HHTseng / video-classification

Tutorial for video classification/ action recognition using 3D CNN/ CNN+RNN on UCF101
916 stars 216 forks source link

Too many parameters (fc layers) in both cnn encoder and rnn decoder, causing dramatic overfitting! #51

Open mashijie1028 opened 2 years ago

mashijie1028 commented 2 years ago

There are so many fc layers in both CNN encoder and RNN decoder, only one is enough. When I implement the CRNN training, I got over 70% test acc with only one fc layer in both CNN and LSTM (However, there is still a huge overfitting). When the num_fc_layers increases, the performance degrades.

Plus, BatchNorm probably contradicts with dropout, because dropout could affect the statistics of BN, BN is already a regularizer. Maybe no dropout is better.

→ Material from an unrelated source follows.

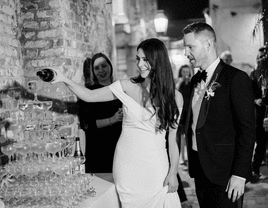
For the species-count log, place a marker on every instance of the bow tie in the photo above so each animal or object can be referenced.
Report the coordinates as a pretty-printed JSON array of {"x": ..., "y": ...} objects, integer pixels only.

mashijie1028 commented 2 years ago

I was wondering how you could get 85.68% test acc in ResNet-152 + LSTM, could you please tell me the hyper-parameters? Thanks! @HHTseng

mashijie1028 commented 2 years ago

I use ResNet-18(pretrained) + LSTM and get over 80% test acc, but only 40% test acc when training ResNet-18 + LSTM from scratch. It seems that pretraining ResNet CNN encoder on ImageNet is essential.